And selecting a part from the BOOL rule as a feature set to be output, wherein the output of the BOOL rule is yes or no and can be converted into 1 or 0, so that the feature set can be converted into a feature vector consisting of 1 or 0.
In the present embodiment, the specific rules defined are as follows:
RULE-1: WORD (license) in title.
RULE-2: REGEX in header.
RULE-3:NOT_IN(RULE-2,RULE-1)。
RULE-4:EXIST-SPAN(RULE-1)。
RULE-5:EXIST-SPAN(RULE-3)。
RULE-6:NOT(RULE-5)。
RULE-7:AND(RULE-4,RULE-6)。
The feature set is RULE-7.
The rule of this embodiment can be used to determine whether the target digital file is license, and the output result is { true } only when the header contains and only contains four words of "license", otherwise, the output result is { false }.

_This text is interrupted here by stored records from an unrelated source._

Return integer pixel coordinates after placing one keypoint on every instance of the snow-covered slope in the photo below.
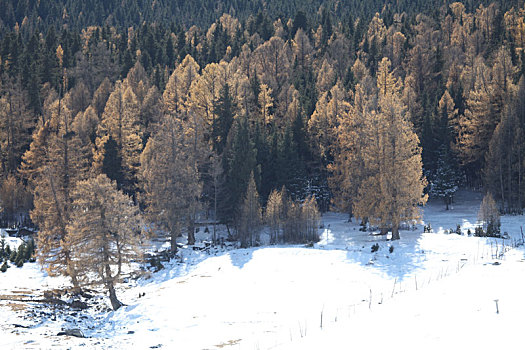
(433, 290)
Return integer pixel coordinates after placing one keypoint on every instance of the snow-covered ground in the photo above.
(433, 290)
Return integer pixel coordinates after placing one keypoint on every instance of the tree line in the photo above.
(106, 131)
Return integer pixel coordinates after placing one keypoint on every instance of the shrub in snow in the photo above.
(489, 215)
(12, 256)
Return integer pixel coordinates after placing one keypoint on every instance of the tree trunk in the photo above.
(395, 233)
(115, 303)
(173, 237)
(191, 232)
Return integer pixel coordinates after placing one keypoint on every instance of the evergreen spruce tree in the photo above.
(250, 216)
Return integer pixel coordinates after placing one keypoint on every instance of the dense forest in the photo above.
(177, 110)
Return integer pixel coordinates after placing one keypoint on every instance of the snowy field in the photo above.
(433, 291)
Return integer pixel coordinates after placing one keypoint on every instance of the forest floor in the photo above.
(430, 290)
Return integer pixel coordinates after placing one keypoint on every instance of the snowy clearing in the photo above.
(433, 290)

S8, the classification module converts the feature set into a feature vector as input, { true } into [1], { false } into [0], and outputs the type < license >.
Before using the classification module, the model in the module needs to be trained
The invention relates to a device and a method for intelligently classifying digital files, which are characterized in that an OCR technology is introduced to support the classification of file photos or scanned parts, after a file title is provided by using a title extraction method, high-order features formed by target keywords, named entity features and features can be extracted from the title or the whole text by matching with a feature extraction module based on a rule engine, so that the method can help to extract the high-weight features through human understanding of files, is competent for a digital file classification task under the condition of insufficient data samples, and can achieve higher precision.

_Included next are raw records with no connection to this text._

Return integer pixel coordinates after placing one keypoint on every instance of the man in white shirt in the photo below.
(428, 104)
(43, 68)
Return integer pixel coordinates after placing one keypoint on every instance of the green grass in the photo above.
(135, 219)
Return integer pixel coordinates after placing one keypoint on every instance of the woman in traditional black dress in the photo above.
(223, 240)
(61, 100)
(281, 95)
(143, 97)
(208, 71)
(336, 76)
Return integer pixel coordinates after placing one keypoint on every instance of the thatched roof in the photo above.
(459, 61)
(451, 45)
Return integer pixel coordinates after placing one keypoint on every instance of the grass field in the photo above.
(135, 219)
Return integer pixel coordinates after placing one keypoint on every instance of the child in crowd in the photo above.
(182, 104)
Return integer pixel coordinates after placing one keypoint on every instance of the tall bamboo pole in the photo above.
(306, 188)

The above description is only for the purpose of illustrating the preferred embodiments of the present invention and is not to be construed as limiting the invention, and any modifications, equivalents and improvements made within the spirit and principle of the present invention are intended to be included within the scope of the present invention.
Claims (6)
1. The utility model provides a digit archives intelligent classification's device which characterized in that: the method comprises the following steps:
the data conversion module is used for converting the target digital file into a picture;
an OCR recognition module for recognizing text content, position and character size in the picture; the OCR recognition result is a character block, one character block comprises one or more characters and has the properties of width and height, and the properties of abscissa and ordinate of the center point of the character block;
the OCR post-processing module is used for optimizing the character contents in the character blocks, sequencing the optimized character contents and combining the adjacent character blocks identified in each line; the merging principle is as follows: if the sizes of the characters of the two adjacent character blocks are consistent, the two adjacent character blocks can be merged, otherwise, the two adjacent character blocks cannot be merged;
the title extraction module is used for calculating and extracting a title according to the combined character blocks;
the full text extraction module is used for obtaining full text contents of the target digital file according to the combined character blocks;
the characteristic extraction module is used for extracting a characteristic set of the target digital file; inputting parameters including the storage file name, the title and the full text content of the target digital archive;
and the classification module is used for converting the extracted feature set into a feature vector as input and outputting a classification result.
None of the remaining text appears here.